Indemnification and Insurance.  For six years following the merger, Community Bankers will generally provide indemnification to the present directors and officers of BOE and Bank of Essex against all liabilities arising out of actions or omissions arising out of their service or services as directors and officers of BOE and Bank of Essex. In addition, Community Bankers has agreed to use its reasonable efforts to maintain in effect for a period of up to three years after the effective time of the merger BOE’s current policy for directors and officers, provided that Community Bankers may (1) substitute policies of substantially the same coverage and amounts containing terms and conditions which are substantially no less advantageous as BOE’s current policy for directors and officers or (2), with the consent of BOE prior to the effective time of the merger, substitute any other policy with respect to claims arising from facts or events which occurred prior to the effective time of the merger and covering persons covered by such insurance on the date of the merger agreement.
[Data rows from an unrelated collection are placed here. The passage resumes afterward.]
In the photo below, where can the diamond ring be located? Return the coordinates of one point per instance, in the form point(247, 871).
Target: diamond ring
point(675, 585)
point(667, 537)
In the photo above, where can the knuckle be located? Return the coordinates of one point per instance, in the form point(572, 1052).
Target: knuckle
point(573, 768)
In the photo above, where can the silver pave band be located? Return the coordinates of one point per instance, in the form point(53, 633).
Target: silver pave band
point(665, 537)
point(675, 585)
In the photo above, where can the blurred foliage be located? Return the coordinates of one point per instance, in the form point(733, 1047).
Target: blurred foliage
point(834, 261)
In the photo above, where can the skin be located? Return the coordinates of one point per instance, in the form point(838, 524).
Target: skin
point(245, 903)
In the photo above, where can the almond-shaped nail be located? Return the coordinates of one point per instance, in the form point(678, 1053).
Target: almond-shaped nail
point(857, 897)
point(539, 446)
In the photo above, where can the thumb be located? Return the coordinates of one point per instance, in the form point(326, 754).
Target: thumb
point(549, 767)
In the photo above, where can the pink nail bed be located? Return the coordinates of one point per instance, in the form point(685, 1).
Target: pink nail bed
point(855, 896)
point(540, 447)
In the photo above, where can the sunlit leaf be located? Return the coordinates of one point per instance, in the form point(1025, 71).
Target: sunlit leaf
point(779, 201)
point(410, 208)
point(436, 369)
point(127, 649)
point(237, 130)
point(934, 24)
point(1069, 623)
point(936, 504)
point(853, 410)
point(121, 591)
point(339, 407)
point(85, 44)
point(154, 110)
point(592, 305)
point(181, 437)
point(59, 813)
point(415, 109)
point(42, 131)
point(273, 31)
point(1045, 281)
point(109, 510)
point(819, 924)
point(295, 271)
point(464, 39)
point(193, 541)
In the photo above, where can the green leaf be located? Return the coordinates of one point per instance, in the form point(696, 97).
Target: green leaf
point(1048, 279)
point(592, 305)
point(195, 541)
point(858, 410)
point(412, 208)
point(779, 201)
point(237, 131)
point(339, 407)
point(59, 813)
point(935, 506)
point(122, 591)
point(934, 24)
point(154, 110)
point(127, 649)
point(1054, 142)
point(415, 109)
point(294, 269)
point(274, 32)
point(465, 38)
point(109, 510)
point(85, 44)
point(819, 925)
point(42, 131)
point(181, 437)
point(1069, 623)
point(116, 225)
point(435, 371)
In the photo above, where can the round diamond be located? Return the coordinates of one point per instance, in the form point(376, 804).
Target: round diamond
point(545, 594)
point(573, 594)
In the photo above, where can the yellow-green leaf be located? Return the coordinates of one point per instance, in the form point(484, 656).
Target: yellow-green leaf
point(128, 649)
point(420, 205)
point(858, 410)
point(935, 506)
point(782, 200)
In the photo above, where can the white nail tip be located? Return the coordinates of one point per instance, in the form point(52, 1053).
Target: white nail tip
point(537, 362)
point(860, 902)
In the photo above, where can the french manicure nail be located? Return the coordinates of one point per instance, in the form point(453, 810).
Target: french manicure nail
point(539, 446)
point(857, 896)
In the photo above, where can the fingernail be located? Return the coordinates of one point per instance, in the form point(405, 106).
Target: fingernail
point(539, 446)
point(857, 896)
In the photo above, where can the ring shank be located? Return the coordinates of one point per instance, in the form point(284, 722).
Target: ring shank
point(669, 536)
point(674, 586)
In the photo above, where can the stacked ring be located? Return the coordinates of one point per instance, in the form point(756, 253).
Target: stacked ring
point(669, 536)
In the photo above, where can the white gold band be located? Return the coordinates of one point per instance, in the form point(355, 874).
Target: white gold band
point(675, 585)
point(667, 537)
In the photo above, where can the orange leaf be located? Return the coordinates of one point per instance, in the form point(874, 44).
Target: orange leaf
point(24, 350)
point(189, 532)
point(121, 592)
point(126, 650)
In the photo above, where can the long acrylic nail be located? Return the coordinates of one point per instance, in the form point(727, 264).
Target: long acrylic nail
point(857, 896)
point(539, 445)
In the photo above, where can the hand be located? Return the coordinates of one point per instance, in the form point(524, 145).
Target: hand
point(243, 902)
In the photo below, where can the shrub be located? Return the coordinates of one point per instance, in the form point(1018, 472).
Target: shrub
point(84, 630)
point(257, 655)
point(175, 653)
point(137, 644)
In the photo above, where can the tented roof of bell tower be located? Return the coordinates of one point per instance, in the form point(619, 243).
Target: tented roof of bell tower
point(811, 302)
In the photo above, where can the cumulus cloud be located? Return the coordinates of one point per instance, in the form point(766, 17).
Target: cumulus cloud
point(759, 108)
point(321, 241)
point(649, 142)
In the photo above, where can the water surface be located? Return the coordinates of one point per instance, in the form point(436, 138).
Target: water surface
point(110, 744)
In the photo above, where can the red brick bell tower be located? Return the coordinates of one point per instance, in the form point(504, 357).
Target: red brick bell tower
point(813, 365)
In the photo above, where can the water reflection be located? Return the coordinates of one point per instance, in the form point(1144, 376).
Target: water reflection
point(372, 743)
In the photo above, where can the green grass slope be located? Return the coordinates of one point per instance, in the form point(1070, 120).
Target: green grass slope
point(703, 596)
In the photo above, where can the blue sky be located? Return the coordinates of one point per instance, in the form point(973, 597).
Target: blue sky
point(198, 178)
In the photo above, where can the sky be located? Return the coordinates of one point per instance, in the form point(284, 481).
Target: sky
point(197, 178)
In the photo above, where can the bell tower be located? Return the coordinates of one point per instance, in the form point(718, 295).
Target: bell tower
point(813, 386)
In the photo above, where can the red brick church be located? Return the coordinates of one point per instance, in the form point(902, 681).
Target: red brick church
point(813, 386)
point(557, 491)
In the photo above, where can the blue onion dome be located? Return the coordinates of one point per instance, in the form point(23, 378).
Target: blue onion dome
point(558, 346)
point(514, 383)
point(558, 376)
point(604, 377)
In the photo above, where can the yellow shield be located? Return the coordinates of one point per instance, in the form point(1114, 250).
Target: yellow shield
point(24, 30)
Community Bankers has agreed to make premium payments in an amount not to exceed $114,480 during the three-year period. If the amount of premiums necessary to maintain directors’ and officers’ insurance coverage exceeds $114,480, Community Bankers will use its reasonable efforts to maintain the most advantageous policies of directors’ and officers’ liability insurance obtainable for a premium equal to $114,480 but is not obligated to maintain coverage to the extent the cost of such coverage exceeds that amount.
 
Stock Options.  Certain of the directors and executive officers of BOE hold stock options granted to them under BOE’s option plans. BOE has two stock option plans: the BOE Stock Incentive Plan for employees and the BOE Stock Option Plan for Outside Directors. Upon completion of the merger, each option to purchase or acquire shares of BOE common stock granted by BOE under BOE’s stock option plans, which are outstanding immediately prior to the merger, whether or not exercisable, will be converted into and become rights with respect to Community Bankers common stock, and Community Bankers will assume each right, in accordance with the terms of the relevant BOE stock option plan and stock option agreement. The number of shares of Community Bankers common stock for which each option will be exercisable will be equal to the number of shares of BOE common stock for which such option was exercisable multiplied by the exchange ratio. The per share exercise price of Community Bankers common stock at which the option will be exercisable will be determined by dividing the exercise price per share of BOE common stock at which the option was exercisable by the exchange ratio and rounding up to the nearest cent.
 
At September 30, 2007, options to acquire 29,359 shares were outstanding, of which 29,359 were exercisable at that date.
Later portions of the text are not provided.